Menu

Government cars vanish from garages

Mon, 9 Feb 2009 Source: Ghanaian Times

Some government vehicles which were clandestinely driven to garages and parked supposedly for repairs in the wake of the transition have been removed from the garages.

This apparently follows calls by the public to some local radio stations that some government officials were hiding their official vehicles at some places.

The vehicles include four wheel drives and double cabin pick-ups.

Times investigations revealed that some government officials and politicians had also parked their vehicles in residences, removed the tyres and put them on stones.

Some of the vehicles the Times located in some residences include a four-wheel Nissan Patrol Landcruiser with registration number GV 8892C belonging to the Environmental Protection Agency and a Mitsubishi Four wheel pick up with registration number GV2171 C.

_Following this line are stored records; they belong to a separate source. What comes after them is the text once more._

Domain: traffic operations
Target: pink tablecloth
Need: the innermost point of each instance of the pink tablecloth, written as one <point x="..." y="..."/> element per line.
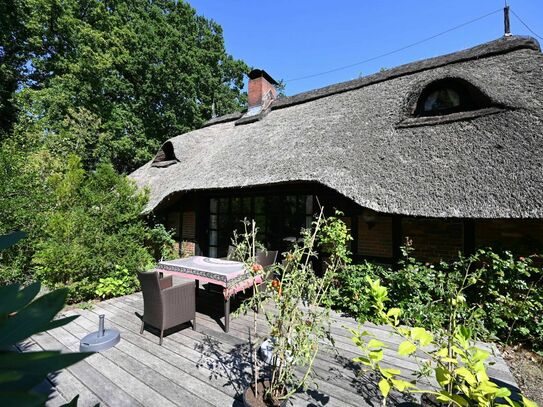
<point x="229" y="274"/>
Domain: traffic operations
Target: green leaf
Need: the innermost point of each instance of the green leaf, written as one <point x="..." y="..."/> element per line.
<point x="528" y="402"/>
<point x="394" y="312"/>
<point x="376" y="355"/>
<point x="422" y="335"/>
<point x="384" y="386"/>
<point x="23" y="371"/>
<point x="363" y="360"/>
<point x="466" y="375"/>
<point x="32" y="319"/>
<point x="443" y="376"/>
<point x="13" y="299"/>
<point x="10" y="239"/>
<point x="72" y="403"/>
<point x="14" y="398"/>
<point x="401" y="385"/>
<point x="406" y="348"/>
<point x="375" y="344"/>
<point x="389" y="372"/>
<point x="503" y="392"/>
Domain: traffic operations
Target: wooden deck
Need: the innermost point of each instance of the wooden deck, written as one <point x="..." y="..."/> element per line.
<point x="206" y="367"/>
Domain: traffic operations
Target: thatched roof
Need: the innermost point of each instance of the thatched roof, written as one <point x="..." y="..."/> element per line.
<point x="360" y="138"/>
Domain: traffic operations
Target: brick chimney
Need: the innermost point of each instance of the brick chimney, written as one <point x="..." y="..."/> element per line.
<point x="261" y="90"/>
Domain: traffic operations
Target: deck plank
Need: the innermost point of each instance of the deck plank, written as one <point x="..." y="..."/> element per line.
<point x="206" y="367"/>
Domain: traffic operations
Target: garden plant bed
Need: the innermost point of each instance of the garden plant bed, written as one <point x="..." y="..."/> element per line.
<point x="527" y="368"/>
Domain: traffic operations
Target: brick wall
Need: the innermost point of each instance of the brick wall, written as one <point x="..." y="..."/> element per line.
<point x="434" y="239"/>
<point x="375" y="239"/>
<point x="523" y="236"/>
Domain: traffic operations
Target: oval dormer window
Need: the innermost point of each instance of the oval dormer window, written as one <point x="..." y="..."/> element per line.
<point x="165" y="156"/>
<point x="450" y="96"/>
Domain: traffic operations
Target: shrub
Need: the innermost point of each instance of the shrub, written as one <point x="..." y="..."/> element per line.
<point x="504" y="303"/>
<point x="94" y="226"/>
<point x="451" y="357"/>
<point x="121" y="282"/>
<point x="23" y="314"/>
<point x="348" y="293"/>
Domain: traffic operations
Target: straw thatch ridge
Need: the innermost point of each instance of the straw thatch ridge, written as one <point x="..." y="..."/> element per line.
<point x="361" y="139"/>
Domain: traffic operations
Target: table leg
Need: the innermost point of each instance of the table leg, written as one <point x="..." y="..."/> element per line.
<point x="227" y="314"/>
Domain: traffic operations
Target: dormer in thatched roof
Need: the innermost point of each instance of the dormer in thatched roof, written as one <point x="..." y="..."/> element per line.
<point x="457" y="136"/>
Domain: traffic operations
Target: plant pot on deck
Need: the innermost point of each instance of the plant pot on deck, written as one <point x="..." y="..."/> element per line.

The others are a TATA four-wheel drive pick up with registration GE 2071L belonging to NADMO, and a new Nissan bus with registration number GV 750 R belonging to the Ministry of Health.

There are also vehicles whose number plates had been removed but were identified by their drivers as belonging to the state.

Mr Yakubu Abugri, a concerned citizen, says considering what is happening, the government should, as a matter of urgency, establish regional and district assets committees to locate and all retrieve government property.

He said he was convinced that records of such vehicles could be ascertained from the ministries and the office of the Chief of Staff in Accra.

Hitherto, he said, such vehicles were kept on stones and later auctioned at give-away prices to the officials who arrange with the Chief of Staff's office thus creating artificial shortage of official vehicles in those ministries and departments.

The outgoing Upper East Regional Director of the Department of Women and Children's Affairs, Ms Paulina Abayaye, whose Nissan Pick-up with registration number GV 2171 C was found parked in another house away from her residence, claimed that because she was travelling to Accra, the driver decided to pack it in a walled house 500 metres away from her residence to avoid it being stolen.

Ms Abayaye is proceeding on transfer and has handed over to her successor.

The other heads of department, whose vehicles were found in garages, could not be reached for their explanations.